Understand your audience
Conduct thorough research on potential investors. What are they like as individuals? Have they invested in ideas like yours in the past? Get to know them well enough that you can interact with them on a personal level. Good sources to learn about angel investors are AngelList, Flashfunders and SeedInvest. Find investors with interests and values that mirror yours, and your chances of success will increase significantly.
Build a strong social media presence
A strong, positive social media presence can entice investors. Connect with them through LinkedIn and Twitter and let your personality shine through. Social media is also an excellent way to get to know your potential investors. Make a note of topics they post about frequently, then use them during your pitch to show that your values and ideas mesh with theirs.Today In: Leadership
Prove you can be fiscally responsible
Investors are looking for someone that can not only manage their money but grow it significantly. Show them that you have proven success in this area. What past wins demonstrate that you have what it takes to make your business profitable? Small business investors may also look at your personal finances, such as your credit score, debt-to-income ratio, personal assets and the amount of money that you have invested in the business. A good financial record will help make you a more attractive investment.

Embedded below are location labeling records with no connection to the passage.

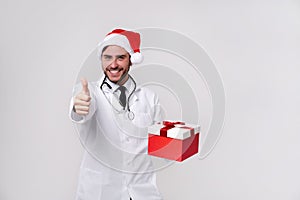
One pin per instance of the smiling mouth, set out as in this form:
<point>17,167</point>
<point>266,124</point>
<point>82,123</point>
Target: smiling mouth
<point>115,71</point>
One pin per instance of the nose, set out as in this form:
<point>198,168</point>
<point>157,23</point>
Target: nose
<point>114,63</point>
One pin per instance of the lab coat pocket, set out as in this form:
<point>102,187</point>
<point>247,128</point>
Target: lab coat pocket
<point>143,120</point>
<point>90,185</point>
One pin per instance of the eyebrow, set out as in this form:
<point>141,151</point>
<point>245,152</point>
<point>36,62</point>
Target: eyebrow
<point>122,55</point>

Show you can execute flawlessly
Ideas are abundant, but people who can execute them are not. Steve Jobs once said, “To me, ideas are worth nothing unless executed. They are just a multiplier. Execution is worth millions.” What experience do you have taking a great idea and bringing it to fruition? Does the founding team have a track record of executing flawlessly?
Create a great pitch and practice, practice, practice
A written business plan is essential when pitching to small business investors and venture capital firms. Early-stage investors might see thousands of business plans a year that they must somehow narrow down to 100 meetings and then to maybe four companies in which they invest. That’s why your plan needs to be very succinct—about 15-20 pages long. Then you need to rehearse—a lot. Record yourself on video. Make sure the timing is right. Double-check your financials to ensure they are realistic. Practicing in front of an audience (even your significant other) is also a great help. Remember, it’s not just about presenting slides—it’s about telling an engaging story.
Demonstrate confidence
Displaying confidence is crucial when pitching potential small business investors. Don’t seem nervous or apologetic. If you have done your homework, then you will know your deck backward and forward. The key is to go in with the understanding that you’re building something amazing, and you’re doing the investors a favor by approaching them about it. Also, leave your ego at the door. You want to appear extremely confident, but not arrogant.
People invest first because they like you and second because they like your idea. It’s important to remember that you will probably get a lot of “no’s” before you get to “yes.” Just know your stuff, stay positive, and don’t give up. With the right amount of passion, preparation and persistence, you’ll be able to turn your vision into a legacy you can be proud of.